Here are four best practices to onboard clients for a successful business relationship.
Align with Sales for a Warm Welcome
Instead of your client feeling like they're only as important as the cash they spent, align with your sales team to welcome your client. Restate what you both agreed to, discuss your understanding of your client's goals and give them an idea of what they can expect and when. Include them in the sales hand-off and let them know who they'll be hearing from, likely an account manager, your support team and your accounts receivable department, and what communications they can expect. Use a personalized video, live or virtual meeting or kick off call to provide an idea of your company values, your passions and how ready you are to help.
Set Boundaries Early
This is a very important time to assert your boundaries in a friendly way such as the contract scope, your working hours and how they will work with you. It's important that your client recognize what they've paid for and what you will do to ensure their customer satisfaction. It's equally important that you feel comfortable providing what they're expecting at the price you negotiated. Hopefully, at this time, you and the client have a written agreement that sets expectations on timeline and payment terms such as when, who, what, how often and how to pay. These terms will ensure that both parties are covered if there are questions about what goods are services are provided and when payment is expected.
See also: How Payment Terms Protect Your Business
Get to Work
Your client is going to start looking for value right away. Before signing a contract, you may wish to begin collecting information, researching the client's background and beginning some of the work you will be providing. This pre-work ensures that your client will begin to receive results or feedback almost immediately upon signing with your business. As an example, if you're able to come to the kick off meeting with a timeline of deliverables or tasks that can be completely quickly, your client will feel that you're listening and ready to get to work.
Keep Checking In
Throughout the beginning period of the client relationship, your team must keep communications consistent. This is the "getting to know you better" time period and some things may need adjusting or clarifying. Again, a single point of contact is important, and especially one who's willing to listen to feedback, so that trust continues to grow within the relationship. While the client's contact may be available during certain times, it's better to set a schedule of calls to check in. At each check-in, the team lead should again revisit the tasks, deliverables and goals, get the client's feedback on the work and make adjustments as necessary. This communication is essential for ensuring the client's happiness and a successful business relationship.
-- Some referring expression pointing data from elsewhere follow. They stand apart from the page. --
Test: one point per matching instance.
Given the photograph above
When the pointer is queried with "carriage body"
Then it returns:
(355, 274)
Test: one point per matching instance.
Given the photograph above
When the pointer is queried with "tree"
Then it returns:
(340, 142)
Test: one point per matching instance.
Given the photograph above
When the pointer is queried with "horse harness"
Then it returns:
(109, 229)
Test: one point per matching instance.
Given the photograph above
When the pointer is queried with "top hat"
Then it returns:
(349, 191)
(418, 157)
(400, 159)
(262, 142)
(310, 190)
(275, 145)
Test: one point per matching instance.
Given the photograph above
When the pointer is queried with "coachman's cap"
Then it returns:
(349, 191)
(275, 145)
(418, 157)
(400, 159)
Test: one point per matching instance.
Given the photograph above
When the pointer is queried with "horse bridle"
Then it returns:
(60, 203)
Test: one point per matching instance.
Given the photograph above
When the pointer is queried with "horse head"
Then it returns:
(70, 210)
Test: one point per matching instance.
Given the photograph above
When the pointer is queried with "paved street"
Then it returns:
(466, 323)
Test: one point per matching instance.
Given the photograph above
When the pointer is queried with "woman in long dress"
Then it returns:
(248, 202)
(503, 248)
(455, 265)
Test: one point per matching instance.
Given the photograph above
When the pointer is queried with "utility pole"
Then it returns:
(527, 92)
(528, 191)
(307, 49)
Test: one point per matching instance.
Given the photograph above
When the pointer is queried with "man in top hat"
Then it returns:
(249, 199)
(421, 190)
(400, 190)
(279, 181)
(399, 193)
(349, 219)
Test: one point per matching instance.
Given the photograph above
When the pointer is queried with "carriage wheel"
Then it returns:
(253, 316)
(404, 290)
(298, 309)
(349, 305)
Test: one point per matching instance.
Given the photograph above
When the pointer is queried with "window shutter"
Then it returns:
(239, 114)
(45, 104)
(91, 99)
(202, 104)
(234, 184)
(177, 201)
Why is Onboarding Important?
Establishing strong client relationships and effective communications helps your business to be more successful, retain clients and (hopefully) build a strong referral network. Another added bonus is established expectations with regards to the work or goods you're providing and when they will pay you for it. When you onboard clients for a successful business relationship, you're reducing the likelihood of bad debt or an account that you'll have to write off later. With a warm welcome and attentiveness, your business-to-business (B2B) relationship is off to a great start.